Today, Artificial Intelligence does not make up intricate mixed systems of technology with a conscience as is often seen in science fiction works. The one we create falls rather on the definition of complex algorithms that return results based on the inputs and the commands that have been taught to them. Although that's just one of the meanings there is.

There are different ways of understanding Artificial Intelligence, but we could divide it into four main groups:

AIs that think like humans

Butter robot Rick and Morty

Complex computer systems with their own conscience that think and decide according to their desire and exceed the characteristics for which they were programmed ( Ghost in the Shell). It is not yet within our reach and we do not even know if it will be possible in the future, so there is not much to comment.

IAs that act like humans

Thinking like a human is not the same as pretending to act like a human. Today we create some systems like these where randomness and concrete functions are introduced to give the feeling that Intelligence thinks like a person.

Pepper smart assistant

In video games we see this continuously, as machine-controlled enemies often seek to simulate human-like behaviors. Separated from video games, it has been achieved that an Artificial Intelligence can write with imperfections and irregularities as a person would.

IAs that think rationally

Possibly the most common version of this technology today. We say that they think rationally because we give them the tools to offer efficient and meaningful results. They are able to adapt to the environment they are in easily, although they are far from thinking for themselves.

AlphaStar Learning

An example of this is Artificial Intelligence that plays video games like AlphaStar (StarCraft II) or AlphaZero (chess, shogi and go). These machines are even capable of fighting human opponents and have already defeated the occasional world champion.

IAs that act rationally

Since they 'act' we discover that they do not process the data we pass on to them, they only appear to think rationally. This is the most simplistic version of this technology and it is a stage that we have already largely passed.
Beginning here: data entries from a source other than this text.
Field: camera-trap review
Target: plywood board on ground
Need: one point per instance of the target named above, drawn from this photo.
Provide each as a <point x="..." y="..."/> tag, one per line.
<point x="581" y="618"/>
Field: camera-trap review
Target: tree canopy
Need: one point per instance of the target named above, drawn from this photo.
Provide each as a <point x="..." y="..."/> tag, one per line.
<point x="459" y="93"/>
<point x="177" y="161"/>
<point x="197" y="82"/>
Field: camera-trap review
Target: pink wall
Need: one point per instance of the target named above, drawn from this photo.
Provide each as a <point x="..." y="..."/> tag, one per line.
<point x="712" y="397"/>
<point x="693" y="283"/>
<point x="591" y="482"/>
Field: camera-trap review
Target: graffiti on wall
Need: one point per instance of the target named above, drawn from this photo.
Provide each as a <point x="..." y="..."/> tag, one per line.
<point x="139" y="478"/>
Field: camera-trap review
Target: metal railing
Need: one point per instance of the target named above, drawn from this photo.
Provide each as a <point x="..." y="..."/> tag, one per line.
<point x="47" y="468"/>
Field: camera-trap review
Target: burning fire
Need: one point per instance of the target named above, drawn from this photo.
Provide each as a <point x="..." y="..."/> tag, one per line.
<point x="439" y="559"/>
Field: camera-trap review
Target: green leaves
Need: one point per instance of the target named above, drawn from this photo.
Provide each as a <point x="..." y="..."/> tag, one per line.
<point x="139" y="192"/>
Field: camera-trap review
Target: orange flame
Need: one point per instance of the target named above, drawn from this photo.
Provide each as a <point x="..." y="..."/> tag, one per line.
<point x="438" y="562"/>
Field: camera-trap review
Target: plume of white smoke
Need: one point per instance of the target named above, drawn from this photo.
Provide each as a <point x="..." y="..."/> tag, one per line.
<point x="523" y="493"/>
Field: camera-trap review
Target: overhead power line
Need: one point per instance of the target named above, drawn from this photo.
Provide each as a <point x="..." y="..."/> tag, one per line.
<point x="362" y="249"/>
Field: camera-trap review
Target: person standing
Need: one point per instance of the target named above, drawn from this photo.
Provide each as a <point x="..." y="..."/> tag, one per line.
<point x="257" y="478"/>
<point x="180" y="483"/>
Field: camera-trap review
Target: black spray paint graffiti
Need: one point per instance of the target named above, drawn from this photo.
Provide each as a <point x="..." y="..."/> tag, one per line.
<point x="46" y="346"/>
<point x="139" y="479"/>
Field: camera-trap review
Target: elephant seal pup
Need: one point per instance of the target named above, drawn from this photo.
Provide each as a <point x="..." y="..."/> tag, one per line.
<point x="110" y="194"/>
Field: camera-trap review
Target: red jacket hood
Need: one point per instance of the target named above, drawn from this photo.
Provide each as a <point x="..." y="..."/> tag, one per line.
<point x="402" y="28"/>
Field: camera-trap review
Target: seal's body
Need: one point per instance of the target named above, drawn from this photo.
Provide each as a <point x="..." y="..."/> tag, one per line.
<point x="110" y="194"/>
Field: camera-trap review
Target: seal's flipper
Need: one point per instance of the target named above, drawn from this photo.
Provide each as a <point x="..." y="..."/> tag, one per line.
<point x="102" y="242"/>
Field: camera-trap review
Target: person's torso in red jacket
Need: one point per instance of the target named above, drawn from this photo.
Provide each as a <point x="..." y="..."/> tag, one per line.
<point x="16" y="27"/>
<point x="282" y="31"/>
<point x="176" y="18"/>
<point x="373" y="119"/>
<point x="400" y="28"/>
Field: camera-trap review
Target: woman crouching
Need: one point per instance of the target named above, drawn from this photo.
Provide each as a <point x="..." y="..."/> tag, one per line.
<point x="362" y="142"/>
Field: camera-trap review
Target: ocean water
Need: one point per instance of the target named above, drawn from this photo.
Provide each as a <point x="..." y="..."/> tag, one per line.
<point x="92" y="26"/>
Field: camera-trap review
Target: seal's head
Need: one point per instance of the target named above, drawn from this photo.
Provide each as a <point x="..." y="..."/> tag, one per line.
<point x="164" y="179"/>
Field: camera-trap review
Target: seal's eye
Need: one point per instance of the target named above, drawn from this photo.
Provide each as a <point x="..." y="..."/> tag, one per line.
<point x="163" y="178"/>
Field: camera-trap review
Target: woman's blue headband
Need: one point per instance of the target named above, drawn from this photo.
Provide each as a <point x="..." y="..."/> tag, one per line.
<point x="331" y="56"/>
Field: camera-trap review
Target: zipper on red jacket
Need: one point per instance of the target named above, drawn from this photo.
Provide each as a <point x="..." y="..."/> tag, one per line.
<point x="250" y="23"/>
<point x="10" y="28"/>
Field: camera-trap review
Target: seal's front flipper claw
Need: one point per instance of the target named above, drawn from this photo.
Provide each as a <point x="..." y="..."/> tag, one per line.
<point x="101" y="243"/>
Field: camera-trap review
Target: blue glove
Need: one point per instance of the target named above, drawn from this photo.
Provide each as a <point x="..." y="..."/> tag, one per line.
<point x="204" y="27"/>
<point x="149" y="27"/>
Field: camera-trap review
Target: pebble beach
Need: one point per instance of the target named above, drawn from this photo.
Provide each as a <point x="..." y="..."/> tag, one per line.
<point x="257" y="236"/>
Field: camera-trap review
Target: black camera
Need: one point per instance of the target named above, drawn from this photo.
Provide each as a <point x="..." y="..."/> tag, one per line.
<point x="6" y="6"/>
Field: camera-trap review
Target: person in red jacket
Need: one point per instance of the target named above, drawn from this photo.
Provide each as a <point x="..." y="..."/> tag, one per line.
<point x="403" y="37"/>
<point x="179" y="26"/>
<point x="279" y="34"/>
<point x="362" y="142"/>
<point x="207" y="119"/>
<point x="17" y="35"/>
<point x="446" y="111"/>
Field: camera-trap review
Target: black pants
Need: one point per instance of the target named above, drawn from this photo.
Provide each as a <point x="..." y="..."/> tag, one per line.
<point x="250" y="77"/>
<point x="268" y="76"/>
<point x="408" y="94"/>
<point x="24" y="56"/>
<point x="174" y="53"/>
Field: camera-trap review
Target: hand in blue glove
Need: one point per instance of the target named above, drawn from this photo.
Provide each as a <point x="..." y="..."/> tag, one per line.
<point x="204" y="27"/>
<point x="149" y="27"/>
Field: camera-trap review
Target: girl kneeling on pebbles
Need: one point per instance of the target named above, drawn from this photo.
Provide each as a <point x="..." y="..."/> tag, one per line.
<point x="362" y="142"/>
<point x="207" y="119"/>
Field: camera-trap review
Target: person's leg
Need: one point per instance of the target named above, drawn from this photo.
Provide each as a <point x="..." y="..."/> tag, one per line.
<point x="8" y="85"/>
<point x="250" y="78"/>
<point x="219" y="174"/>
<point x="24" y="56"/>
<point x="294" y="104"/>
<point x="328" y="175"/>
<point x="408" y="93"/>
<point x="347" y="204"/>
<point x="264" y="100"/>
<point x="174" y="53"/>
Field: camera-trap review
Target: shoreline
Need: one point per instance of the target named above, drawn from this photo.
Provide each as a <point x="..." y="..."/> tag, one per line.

Some computer systems resort to this technology, since it is much easier to program and their work is usually simple.

Smart Vacuum Cleaner

For example, the machines that receive calls and guide you through their options or the intelligent assistants of web pages, which usually ask you to recommend related solutions.

Already having an acceptable image of how the Intelligence is distributed according to how complex they are, let's take you to the heart of the matter.

The mathematics of thought

One of the ways to program Artificial Intelligence is handling the data as imaginary units called tensors. Tensors are a complex algebraic unit (of scalars, vectors, and matrices) that requires knowledge of mathematics to work properly with them. Consequently, the performance of AI applications will be as good as mathematical manipulations of the data have been performed.

Simplified explanation of turnbuckles

To expand the development of this type of software, many groups have created and opened their code libraries to the public to cooperate and create, together with the community, more intelligent systems. TensorFlow by Google, CNTK by Microsoft, Theano, Caffe2 and Keras are some of the most relevant examples. Each of the libraries focuses on the problem from different angles and thanks to this we have at our disposal the development of AI at different levels of abstraction.

If you don't know what levels of abstraction are, it is a system that measures how closely a computer language is to spoken language. The higher a level of abstraction, the more it resembles a human language and the lower, the more machine code, that is, that world that works only with zeros and ones.

New systems, new hardware

It is clear that all software runs within hardware, however, it is easy to fall into the illusion that the cloud can cope with everything, but the reality is not so sweet. Depending on how the code is optimized, it may be the case that the AI ​​works locally (on the smartphone, PC or Internet of Things device). Or the devices can be allowed to send the calculations to the servers, process it, and these return the result.

Cloud services

In many cases , the “small” device tries to carry out a large part of the calculations locally and sends only part of the problem to the server, thus saving many service management costs.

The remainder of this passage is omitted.